In these nations, they have been shown to alleviate poverty, enhance nutrition, and increase attendance rates. Over fifty percent of all remittances are sent to rural households, where an estimated 75 percent of the world’s impoverished and food-insecure people reside. In addition, research indicates that these income flows can help recipient households become more resilient, particularly in the face of natural disasters. Furthermore, over 70 nations rely on remittances to fund at least 4% of their gross domestic product. (GDP). These nations demonstrate that remittances can contribute to socioeconomic development and change.

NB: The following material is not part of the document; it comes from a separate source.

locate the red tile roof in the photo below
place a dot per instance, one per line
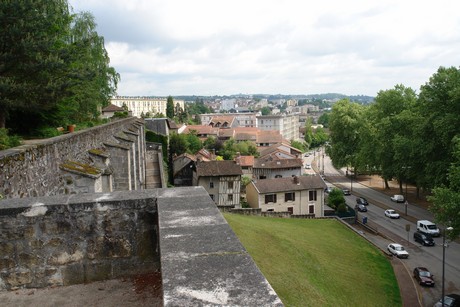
(275, 185)
(218, 168)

The COVID-19 pandemic slowed global immigration by 27 percent. In addition, travel restrictions, employment losses, and rising health concerns prevented many migrant workers from sending remittances to their families in their home countries. In 2020, the global amount of remittances received by countries decreased by 1.5% to $711 billion. Over the subsequent two years, however, the situation rapidly improved.
As visa approvals resumed and international borders reopened, global migration and remittance flows increased. The International Fund for Agricultural Development (IFAD) reported in June 2022 that remittances to low- and middle-income nations increased by 8.6% in 2021 alone. By 2030, the volume of global remittances is projected to reach $5,4 trillion, according to the agency.
According to Statista, global digital remittances totaled $117 billion in 2022; this figure is projected to reach $171 billion by 2027 and surpass $200 billion by the end of the next decade.
However, it is important to note that these transfers are not a solution for recipient nations. In fact, research indicates that an excessive reliance on remittances can lead to a vicious cycle that does not result in consistent economic development over time.
While remittances are a vital lifeline for many developing nations, they can also cultivate a dependence on capital flows from abroad, rather than encouraging the development of sustainable local economies. The greater a country’s dependence on remittances, the greater its dependence on the global economy remaining robust.
The impact on GDP
Although, remittance sent might be huge in numbers, the impact on GDP can be smaller. One thing we need to keep in mind is, GDP might be the most common way but is not the only indicator of economic growth. It also means the poverty alleviation rate, improved goods and services, wellbeing and improved living standard.
The above data shows that, despite India being the top remittance receiver, the GDP impact was 2.8% only. Whereas, Philippines was 4th in remittance inflow, while the GDP impact by remittance was 9.4%.
Lastly, remittance play an essential role in the global economy and contribute to domestic and international growth. With policies to protect and assist migrant workers and proper framework, remittance may support the development of the nation in a greater way.